Health care fraud, one of the areas we cover on this blog, covers a variety of charges, including inflated billing of services, kickbacks or self-referrals, performing medically unnecessary services in order to bill, “upcoding,” and billing for non covered services. Medicare is one area where fraud often takes place. Because certain services are covered at a high rate by the program, there is an inviting opening for criminal activity.
Two weeks ago, a trial began against a doctor, two former ministers and a medical equipment company on charges of Medicare fraud. The defendants have been accused of stealing $2.5 million from Medicare.

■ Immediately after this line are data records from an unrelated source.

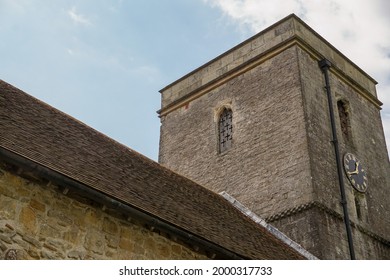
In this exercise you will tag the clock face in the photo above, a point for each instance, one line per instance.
(356, 174)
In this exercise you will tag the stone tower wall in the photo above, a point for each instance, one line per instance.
(282, 161)
(267, 168)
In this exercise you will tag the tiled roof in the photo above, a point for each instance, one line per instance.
(50, 138)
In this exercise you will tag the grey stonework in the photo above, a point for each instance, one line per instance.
(282, 157)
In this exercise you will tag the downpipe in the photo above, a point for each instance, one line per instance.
(325, 64)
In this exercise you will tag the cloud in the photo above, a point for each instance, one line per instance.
(359, 29)
(78, 18)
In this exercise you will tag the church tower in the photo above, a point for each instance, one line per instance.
(291, 128)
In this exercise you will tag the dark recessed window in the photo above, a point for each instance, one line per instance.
(344, 115)
(225, 127)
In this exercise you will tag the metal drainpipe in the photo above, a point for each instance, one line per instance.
(325, 65)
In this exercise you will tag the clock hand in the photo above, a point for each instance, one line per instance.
(356, 171)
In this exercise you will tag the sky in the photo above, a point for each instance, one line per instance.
(104, 61)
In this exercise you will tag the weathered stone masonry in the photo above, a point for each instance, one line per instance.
(38, 221)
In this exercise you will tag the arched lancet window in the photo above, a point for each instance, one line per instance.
(344, 115)
(225, 129)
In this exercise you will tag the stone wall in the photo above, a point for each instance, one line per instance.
(282, 156)
(267, 168)
(37, 221)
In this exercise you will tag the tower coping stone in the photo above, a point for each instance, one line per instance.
(284, 34)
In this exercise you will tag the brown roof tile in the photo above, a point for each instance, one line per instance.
(44, 135)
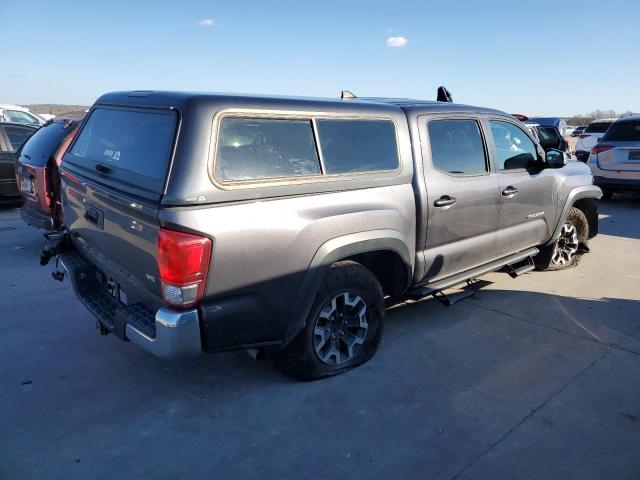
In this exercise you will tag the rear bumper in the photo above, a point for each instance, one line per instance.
(35, 218)
(165, 333)
(617, 183)
(9, 187)
(582, 155)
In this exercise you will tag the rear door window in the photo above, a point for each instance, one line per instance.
(131, 146)
(457, 147)
(598, 127)
(356, 146)
(16, 136)
(627, 131)
(43, 144)
(514, 149)
(260, 149)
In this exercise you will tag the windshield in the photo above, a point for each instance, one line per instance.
(628, 131)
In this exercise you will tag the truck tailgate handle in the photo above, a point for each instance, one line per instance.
(445, 201)
(510, 192)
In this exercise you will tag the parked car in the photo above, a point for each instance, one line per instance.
(12, 137)
(17, 114)
(283, 223)
(37, 173)
(548, 137)
(551, 133)
(578, 131)
(533, 129)
(615, 159)
(560, 124)
(592, 134)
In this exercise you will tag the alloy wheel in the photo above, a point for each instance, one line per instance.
(340, 329)
(566, 246)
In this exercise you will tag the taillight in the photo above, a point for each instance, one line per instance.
(601, 147)
(183, 263)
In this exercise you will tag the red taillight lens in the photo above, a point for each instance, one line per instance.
(601, 147)
(183, 263)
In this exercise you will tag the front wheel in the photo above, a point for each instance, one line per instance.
(343, 328)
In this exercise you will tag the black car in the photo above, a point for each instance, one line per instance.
(12, 137)
(578, 131)
(550, 137)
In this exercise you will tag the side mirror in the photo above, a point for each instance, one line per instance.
(556, 158)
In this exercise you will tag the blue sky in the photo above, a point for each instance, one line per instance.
(543, 57)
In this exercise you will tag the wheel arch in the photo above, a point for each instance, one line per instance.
(372, 249)
(585, 197)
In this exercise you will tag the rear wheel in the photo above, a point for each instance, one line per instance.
(343, 329)
(573, 236)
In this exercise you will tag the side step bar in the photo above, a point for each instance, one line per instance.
(516, 259)
(516, 269)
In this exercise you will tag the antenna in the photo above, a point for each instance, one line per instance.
(444, 95)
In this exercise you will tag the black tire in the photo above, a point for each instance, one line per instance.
(351, 282)
(562, 254)
(607, 193)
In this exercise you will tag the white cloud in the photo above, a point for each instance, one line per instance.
(396, 41)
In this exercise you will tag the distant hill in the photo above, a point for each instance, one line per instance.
(56, 109)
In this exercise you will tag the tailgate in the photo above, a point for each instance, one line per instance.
(115, 233)
(112, 183)
(624, 137)
(622, 158)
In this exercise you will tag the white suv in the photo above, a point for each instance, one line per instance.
(588, 138)
(17, 114)
(615, 159)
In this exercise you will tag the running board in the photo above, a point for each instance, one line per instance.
(438, 286)
(516, 269)
(448, 300)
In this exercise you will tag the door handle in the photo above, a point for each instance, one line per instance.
(445, 201)
(510, 192)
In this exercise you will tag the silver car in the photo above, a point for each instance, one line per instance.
(615, 159)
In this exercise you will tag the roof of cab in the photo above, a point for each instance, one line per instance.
(178, 99)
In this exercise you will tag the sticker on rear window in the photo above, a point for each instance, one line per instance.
(112, 154)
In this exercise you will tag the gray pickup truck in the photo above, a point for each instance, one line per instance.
(202, 222)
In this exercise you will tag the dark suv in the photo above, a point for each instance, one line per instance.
(202, 222)
(37, 171)
(12, 137)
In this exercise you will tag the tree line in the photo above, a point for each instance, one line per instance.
(585, 119)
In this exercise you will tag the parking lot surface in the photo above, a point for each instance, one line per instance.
(537, 377)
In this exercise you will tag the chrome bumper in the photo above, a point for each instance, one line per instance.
(177, 334)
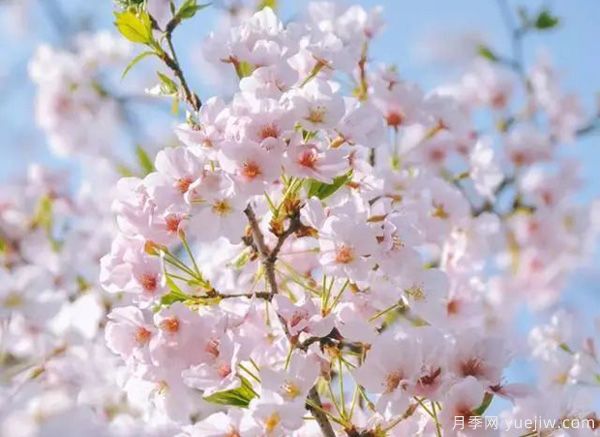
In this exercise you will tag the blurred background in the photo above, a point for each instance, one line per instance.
(430, 41)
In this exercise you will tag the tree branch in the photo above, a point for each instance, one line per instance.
(319, 416)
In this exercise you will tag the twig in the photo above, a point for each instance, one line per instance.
(320, 417)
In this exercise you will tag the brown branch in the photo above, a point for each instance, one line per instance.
(269, 257)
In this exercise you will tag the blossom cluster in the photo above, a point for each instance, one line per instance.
(346, 251)
(330, 250)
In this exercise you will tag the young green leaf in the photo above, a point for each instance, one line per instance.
(136, 28)
(239, 397)
(486, 53)
(323, 190)
(545, 20)
(144, 160)
(167, 86)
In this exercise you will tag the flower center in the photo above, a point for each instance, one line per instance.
(307, 158)
(291, 390)
(394, 119)
(212, 347)
(272, 422)
(439, 211)
(472, 367)
(297, 317)
(142, 335)
(416, 292)
(172, 222)
(170, 324)
(183, 185)
(148, 282)
(224, 370)
(344, 255)
(268, 131)
(429, 379)
(250, 170)
(392, 381)
(221, 207)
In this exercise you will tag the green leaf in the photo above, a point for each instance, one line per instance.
(43, 214)
(136, 28)
(167, 86)
(487, 400)
(545, 20)
(135, 60)
(188, 9)
(267, 4)
(144, 160)
(170, 298)
(239, 397)
(486, 53)
(323, 190)
(243, 69)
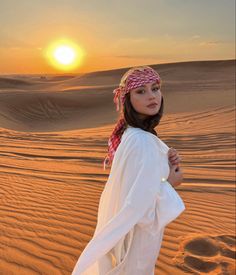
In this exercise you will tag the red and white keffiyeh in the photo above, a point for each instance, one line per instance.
(133, 78)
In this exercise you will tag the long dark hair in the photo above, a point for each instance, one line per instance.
(132, 118)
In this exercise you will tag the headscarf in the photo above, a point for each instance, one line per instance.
(133, 78)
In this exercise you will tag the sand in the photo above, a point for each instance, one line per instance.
(53, 139)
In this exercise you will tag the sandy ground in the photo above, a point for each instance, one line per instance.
(53, 139)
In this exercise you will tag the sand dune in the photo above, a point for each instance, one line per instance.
(53, 136)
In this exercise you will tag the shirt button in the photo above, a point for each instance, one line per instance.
(163, 179)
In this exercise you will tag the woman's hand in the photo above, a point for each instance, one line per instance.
(173, 157)
(175, 176)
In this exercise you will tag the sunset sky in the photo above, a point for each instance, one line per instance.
(115, 34)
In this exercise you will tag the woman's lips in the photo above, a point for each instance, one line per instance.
(152, 105)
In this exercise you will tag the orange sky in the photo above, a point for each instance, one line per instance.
(112, 36)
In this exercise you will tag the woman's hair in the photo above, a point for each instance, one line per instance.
(131, 116)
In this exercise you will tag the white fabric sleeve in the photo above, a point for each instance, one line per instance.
(141, 171)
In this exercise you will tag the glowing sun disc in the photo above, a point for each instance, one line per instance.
(64, 55)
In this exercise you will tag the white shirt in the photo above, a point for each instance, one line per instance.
(135, 206)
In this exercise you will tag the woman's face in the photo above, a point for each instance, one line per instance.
(144, 96)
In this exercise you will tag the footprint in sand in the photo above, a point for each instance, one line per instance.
(207, 254)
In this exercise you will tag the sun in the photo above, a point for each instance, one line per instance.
(64, 55)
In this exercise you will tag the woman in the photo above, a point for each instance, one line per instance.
(139, 198)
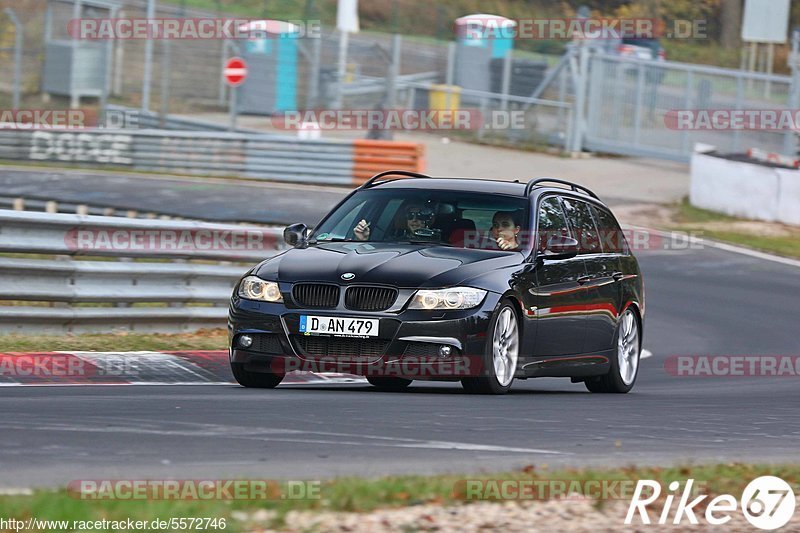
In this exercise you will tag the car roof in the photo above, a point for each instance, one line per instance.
(456, 184)
(480, 185)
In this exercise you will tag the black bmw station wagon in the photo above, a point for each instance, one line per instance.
(478, 281)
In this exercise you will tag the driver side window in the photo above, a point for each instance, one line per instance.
(552, 222)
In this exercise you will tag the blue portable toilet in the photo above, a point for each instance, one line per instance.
(271, 56)
(479, 39)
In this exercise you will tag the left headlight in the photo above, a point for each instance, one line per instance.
(453, 298)
(255, 288)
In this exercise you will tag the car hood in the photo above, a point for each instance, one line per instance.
(401, 265)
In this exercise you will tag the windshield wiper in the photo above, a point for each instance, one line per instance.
(433, 243)
(334, 239)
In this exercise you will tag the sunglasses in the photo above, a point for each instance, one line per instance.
(423, 216)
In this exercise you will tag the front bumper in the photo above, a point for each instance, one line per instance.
(408, 343)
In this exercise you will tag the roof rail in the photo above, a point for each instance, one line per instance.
(573, 186)
(407, 173)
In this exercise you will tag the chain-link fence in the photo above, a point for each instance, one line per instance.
(596, 101)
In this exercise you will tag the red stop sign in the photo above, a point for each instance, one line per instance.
(235, 71)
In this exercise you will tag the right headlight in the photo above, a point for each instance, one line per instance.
(453, 298)
(255, 288)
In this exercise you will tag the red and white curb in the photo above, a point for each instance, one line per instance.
(197, 367)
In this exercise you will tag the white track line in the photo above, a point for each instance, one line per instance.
(724, 246)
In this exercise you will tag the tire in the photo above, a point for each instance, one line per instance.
(501, 354)
(625, 366)
(255, 380)
(389, 384)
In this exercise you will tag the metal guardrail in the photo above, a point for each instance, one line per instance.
(74, 295)
(257, 156)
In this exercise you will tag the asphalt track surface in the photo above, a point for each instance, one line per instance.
(214, 199)
(700, 302)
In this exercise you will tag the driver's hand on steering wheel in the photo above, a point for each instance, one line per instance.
(362, 230)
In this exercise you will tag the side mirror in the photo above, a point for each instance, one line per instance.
(295, 234)
(561, 248)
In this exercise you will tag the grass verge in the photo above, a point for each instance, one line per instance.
(213, 339)
(360, 495)
(768, 237)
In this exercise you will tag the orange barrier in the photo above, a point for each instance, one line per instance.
(371, 157)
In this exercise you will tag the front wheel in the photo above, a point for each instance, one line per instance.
(502, 353)
(625, 366)
(256, 380)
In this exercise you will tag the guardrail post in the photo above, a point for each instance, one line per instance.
(790, 138)
(506, 82)
(148, 59)
(581, 89)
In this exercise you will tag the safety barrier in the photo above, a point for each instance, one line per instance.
(743, 189)
(371, 157)
(52, 289)
(256, 156)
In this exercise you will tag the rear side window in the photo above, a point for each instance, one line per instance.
(611, 237)
(552, 221)
(584, 229)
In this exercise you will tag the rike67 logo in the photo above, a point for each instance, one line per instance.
(767, 502)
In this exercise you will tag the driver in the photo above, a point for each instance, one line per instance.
(418, 216)
(505, 230)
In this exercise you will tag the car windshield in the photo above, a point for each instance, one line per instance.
(438, 217)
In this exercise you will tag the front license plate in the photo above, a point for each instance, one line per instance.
(345, 327)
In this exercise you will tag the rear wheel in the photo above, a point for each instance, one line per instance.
(389, 384)
(625, 366)
(502, 352)
(256, 380)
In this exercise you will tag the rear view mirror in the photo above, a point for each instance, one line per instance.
(295, 234)
(559, 247)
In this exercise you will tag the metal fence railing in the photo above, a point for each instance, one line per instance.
(632, 106)
(155, 284)
(257, 156)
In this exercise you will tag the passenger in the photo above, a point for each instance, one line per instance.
(417, 217)
(505, 230)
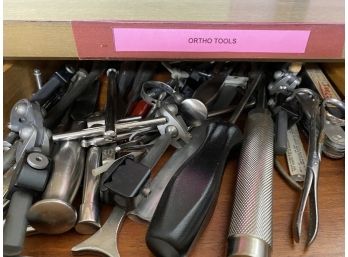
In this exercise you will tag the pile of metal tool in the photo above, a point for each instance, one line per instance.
(59, 142)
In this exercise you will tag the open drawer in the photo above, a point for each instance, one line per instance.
(19, 83)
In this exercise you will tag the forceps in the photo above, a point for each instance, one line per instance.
(318, 116)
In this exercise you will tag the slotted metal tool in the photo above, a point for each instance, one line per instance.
(190, 196)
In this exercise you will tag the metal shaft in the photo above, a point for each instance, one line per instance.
(250, 231)
(120, 127)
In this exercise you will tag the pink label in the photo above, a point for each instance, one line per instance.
(210, 40)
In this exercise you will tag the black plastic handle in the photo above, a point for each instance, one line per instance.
(111, 100)
(190, 197)
(145, 72)
(55, 114)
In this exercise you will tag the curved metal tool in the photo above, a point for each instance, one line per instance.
(103, 241)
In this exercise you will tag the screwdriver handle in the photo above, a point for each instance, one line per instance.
(16, 223)
(250, 231)
(190, 197)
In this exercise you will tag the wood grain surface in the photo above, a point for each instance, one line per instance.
(212, 242)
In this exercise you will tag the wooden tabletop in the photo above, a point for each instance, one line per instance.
(212, 242)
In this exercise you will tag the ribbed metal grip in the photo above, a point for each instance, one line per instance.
(250, 231)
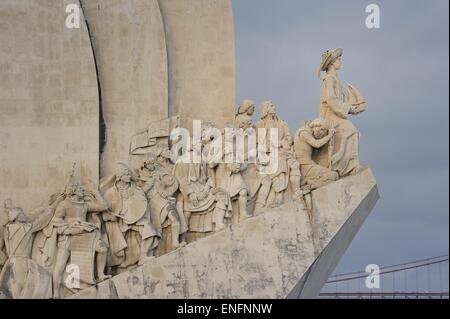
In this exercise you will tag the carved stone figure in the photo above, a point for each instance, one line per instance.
(131, 234)
(313, 136)
(160, 187)
(79, 236)
(335, 107)
(280, 178)
(22, 277)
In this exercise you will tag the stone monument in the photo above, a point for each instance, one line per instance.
(126, 172)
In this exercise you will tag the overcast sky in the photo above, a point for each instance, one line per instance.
(402, 70)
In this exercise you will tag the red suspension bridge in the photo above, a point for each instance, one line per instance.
(419, 279)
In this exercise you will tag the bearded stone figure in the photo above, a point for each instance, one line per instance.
(336, 104)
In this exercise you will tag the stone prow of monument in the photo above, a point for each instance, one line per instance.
(279, 253)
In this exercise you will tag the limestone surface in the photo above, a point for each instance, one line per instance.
(276, 254)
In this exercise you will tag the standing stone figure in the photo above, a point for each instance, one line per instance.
(79, 236)
(313, 136)
(131, 234)
(336, 107)
(205, 206)
(21, 277)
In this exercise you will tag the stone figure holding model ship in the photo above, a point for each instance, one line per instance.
(335, 106)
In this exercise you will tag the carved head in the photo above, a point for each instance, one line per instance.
(75, 189)
(209, 132)
(124, 173)
(244, 122)
(149, 163)
(319, 127)
(268, 108)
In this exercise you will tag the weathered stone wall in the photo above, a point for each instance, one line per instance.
(49, 102)
(277, 254)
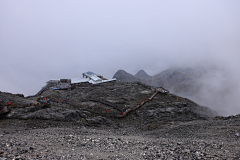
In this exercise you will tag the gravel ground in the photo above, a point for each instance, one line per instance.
(42, 139)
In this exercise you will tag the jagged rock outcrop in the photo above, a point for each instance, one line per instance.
(123, 76)
(35, 112)
(95, 103)
(143, 75)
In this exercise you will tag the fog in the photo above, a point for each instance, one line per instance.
(43, 40)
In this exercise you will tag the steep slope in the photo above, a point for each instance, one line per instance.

The defendants were charged back in April with conspiracy to commit health care fraud and pay kickbacks. The activity being targeted allegedly took place between December 2003 and March 2009.
The two ministers were the pastor and the associate pastor at Lifeline Ministry in Baton Rouge, a reportedly inactive nonprofit. The medical equipment company charged with fraud is Unique Medical Solution, a Prairieville company that provided electric wheelchairs to individuals who weren’t in need of them, each prescription earning thousands of dollars.
The doctor charged in the case is a recognized expert in rehabilitative medicine, and has taught courses at Louisiana State University. He has been accused of receiving payment to write prescriptions for the unnecessary medical equipment.
Defense attorneys in the case disputed the allegations, and claim that the government has, in this case, made a mistake.
The trial was reportedly expected to last two weeks, meaning it should soon be wrapping up.